Je traversai cette ville à pied, sans que personne m’accompagnât. Seuls des attouchements légers, dans mon dos, me dirigeaient. Je me suis retourné deux ou trois fois, mais sans rien voir…

J’étais si étonné par tout ce qui tombait sous mes regards que je n’avais pas le temps d’avoir peur. C’était presque féerique. Même les décorateurs aux imaginations les plus délirantes ne sauraient inventer un site aussi extraordinaire, aussi éloigné de toutes nos conceptions.
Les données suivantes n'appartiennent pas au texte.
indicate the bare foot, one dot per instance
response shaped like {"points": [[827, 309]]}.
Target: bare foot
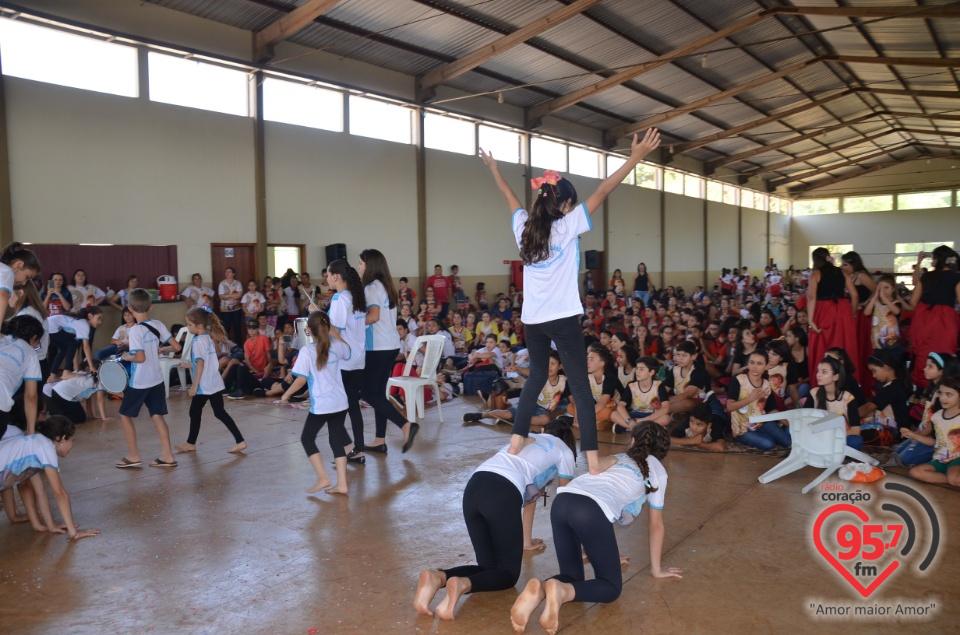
{"points": [[428, 584], [550, 618], [456, 587], [319, 486], [530, 598]]}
Mais ce qui me frappait le plus, c’était l’absence de vie, de mouvement, de véhicules.

Pas une absence totale, toutefois. De loin en loin j’apercevais au bout d’une rue, au fond d’un parc ou sur ces corniches bizarres qui ornaient des sortes d’arcs de triomphe, une ou deux formes furtives, de taille et d’apparence vaguement humaines, et qui disparaissaient aussitôt.

Cette ville, malgré ces brèves présences, me donnait l’impression d’un lieu désert, abandonné, voué à la mort.

J’avançais toujours, sous l’effet des attouchements légers, allant d’émerveillement en stupeur. J’arrivai ainsi, après avoir déjà parcouru un long chemin, dans un quartier encore plus extraordinaire. D’immenses palais baroques, où se mêlaient toutes les nuances du rouge, se dressaient vers le ciel, tout au fond d’une place somptueusement dallée et ornée de statues étranges, couleur de cire à cacheter.

C’est vers l’un de ces palais que me poussa mon guide invisible.

Je pénétrai sous le porche désert. Mes pieds s’enfoncèrent dans un tapis épais, fait de je ne sais quelle substance. Je me dirigeai, toujours guidé, vers une sorte de cage où je pénétrai. C’était un ascenseur. Il se mit en marche tout seul. À en juger par le temps qu’il mit à me convoyer, je montai très haut. La porte s’ouvrit. Je suivis un couloir orné de boiseries rouges. Sous mes pieds, toujours les mêmes tapis.

Enfin, je pénétrai dans une pièce vaste et magnifique – celle où je suis en ce moment même. Et la porte se referma doucement. Je m’avançai jusqu’à la baie vitrée. La vue sur la ville, de cet endroit élevé, était fascinante.